Alberta boosts funding for apprenticeship training

'A trade certificate has every bit as much value and merit as a university degree’: premier

Alberta boosts funding for apprenticeship training
Registered Apprenticeship Program student Aurora Erickson demonstrates her welding skills. Alberta government

The government of Alberta has announced it will triple the amount of annual funding to CAREERS: The Next Generation to more than $6 million a year by 2022-23, providing 6,000 students with paid internships and skilled trades and technologies learning opportunities in elementary, junior high and high schools.

The funding boost will double the number of schools involved with CAREERS to 1,000 from 494, and quadruple the number of learning opportunities for students, said the government. Schools are offered age-appropriate programs, with high school students matched to employers through internships, apprenticeships, camps, workshops and mentoring. 

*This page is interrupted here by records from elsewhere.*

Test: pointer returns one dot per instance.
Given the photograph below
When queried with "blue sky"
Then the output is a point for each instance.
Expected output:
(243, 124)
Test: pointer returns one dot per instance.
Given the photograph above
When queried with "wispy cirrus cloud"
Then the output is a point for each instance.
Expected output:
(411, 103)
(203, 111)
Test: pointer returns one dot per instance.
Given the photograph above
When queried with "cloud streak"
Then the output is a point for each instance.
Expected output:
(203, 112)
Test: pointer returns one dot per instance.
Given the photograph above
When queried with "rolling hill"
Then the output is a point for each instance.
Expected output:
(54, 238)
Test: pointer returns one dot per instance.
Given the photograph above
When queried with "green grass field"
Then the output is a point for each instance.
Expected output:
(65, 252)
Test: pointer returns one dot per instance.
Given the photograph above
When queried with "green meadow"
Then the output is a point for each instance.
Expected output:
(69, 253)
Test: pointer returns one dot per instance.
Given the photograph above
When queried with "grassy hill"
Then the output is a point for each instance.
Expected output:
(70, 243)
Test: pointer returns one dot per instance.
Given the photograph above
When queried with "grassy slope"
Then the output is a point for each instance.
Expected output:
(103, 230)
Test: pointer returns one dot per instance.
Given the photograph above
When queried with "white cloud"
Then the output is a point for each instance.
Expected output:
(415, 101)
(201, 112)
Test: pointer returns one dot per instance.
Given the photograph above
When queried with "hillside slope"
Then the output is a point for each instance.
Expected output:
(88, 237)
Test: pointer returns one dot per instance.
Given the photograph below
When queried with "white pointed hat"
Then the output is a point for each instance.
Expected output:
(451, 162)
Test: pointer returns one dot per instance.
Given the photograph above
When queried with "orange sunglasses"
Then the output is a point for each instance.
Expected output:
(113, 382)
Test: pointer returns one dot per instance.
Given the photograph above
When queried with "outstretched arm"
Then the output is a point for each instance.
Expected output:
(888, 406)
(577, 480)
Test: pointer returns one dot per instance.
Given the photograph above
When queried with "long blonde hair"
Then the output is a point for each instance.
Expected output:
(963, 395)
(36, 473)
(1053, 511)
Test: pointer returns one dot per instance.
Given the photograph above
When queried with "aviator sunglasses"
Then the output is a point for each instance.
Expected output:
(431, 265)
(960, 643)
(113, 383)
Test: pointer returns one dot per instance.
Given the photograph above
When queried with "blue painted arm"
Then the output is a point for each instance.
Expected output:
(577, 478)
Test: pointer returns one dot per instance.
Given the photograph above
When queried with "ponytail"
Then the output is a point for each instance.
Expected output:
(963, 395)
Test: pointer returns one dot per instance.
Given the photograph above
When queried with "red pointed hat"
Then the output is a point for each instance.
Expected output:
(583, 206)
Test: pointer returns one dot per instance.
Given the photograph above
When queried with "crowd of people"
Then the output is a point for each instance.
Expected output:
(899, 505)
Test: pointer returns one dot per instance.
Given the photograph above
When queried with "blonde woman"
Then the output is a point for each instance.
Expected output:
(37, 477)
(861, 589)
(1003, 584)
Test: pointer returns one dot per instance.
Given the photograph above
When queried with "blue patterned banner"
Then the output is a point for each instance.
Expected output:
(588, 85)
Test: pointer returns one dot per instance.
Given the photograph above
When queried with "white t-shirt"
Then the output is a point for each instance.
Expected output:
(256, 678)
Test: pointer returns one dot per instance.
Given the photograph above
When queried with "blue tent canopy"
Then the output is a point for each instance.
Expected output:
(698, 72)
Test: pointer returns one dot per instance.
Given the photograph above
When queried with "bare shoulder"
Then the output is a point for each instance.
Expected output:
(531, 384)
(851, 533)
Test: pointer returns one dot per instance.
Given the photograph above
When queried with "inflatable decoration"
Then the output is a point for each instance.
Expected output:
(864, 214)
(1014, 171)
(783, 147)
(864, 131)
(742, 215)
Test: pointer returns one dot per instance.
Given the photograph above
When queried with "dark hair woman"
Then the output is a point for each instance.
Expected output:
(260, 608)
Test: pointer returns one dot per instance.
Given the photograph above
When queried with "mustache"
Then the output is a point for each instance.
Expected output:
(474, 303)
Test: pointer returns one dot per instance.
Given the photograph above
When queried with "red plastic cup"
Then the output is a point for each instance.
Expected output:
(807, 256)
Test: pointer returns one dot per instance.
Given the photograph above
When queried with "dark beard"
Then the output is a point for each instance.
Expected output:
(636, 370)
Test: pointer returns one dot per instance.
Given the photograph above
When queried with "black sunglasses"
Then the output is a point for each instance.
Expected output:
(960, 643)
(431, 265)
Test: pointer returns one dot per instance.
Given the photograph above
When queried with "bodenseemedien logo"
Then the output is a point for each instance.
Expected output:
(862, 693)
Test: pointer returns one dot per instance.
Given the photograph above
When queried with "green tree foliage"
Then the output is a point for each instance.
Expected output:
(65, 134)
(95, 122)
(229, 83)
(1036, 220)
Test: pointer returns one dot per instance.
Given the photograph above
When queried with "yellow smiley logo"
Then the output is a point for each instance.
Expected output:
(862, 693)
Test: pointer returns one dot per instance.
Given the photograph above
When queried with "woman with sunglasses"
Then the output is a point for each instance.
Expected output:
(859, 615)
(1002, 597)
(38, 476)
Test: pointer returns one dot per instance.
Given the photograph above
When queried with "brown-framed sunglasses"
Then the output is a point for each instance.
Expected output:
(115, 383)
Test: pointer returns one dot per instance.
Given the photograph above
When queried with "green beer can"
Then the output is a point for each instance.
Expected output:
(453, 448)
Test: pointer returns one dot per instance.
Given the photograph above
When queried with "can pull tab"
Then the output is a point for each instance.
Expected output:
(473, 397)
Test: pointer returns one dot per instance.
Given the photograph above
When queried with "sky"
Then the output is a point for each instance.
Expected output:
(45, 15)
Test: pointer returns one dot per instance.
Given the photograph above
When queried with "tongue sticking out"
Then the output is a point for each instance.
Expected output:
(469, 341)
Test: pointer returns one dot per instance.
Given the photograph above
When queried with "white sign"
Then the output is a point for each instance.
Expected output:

“Our Skills for Jobs plan is all about preparing young Albertans for great careers, and ensuring our future prosperity. We believe that a trade certificate has every bit as much value and merit as a university degree, and that apprenticeship learning deserves as much support as classroom programs. CAREERS: The Next Generation is a fantastic way of getting more young Albertans into trade apprenticeships,” said Jason Kenney, Premier of Alberta.

Students in 550 high schools and 450 elementary and junior highs will have access to apprenticeship learning, with internships available to the older students. Currently, CAREERS programs are in 372 high schools and 122 junior high schools.

In 2018, CAREERS helped place 1,567 high school students in paid internships with 816 employers in 247 communities, said the government. A majority of the student interns are part of the Registered Apprenticeship Program (RAP) and Career and Technology Studies (CTS), which allow high school students to fast-track their career in the trades.

“We need to encourage more youth to enter into the skilled trades to address both the looming skilled labour shortage and one of the highest youth unemployment rates Alberta has seen in decades, said Demetrios Nicolaides, minister of advanced education.

“CAREERS: The Next Generation is a critical partner helping to make that happen by re-energizing skills development and renewing the Alberta Advantage.”

In the coming years, Alberta Labour projects some of the highest demand apprenticeship and skilled trades careers will be: mechanics, industrial mechanics, millwrights, construction and oil and gas, said the government.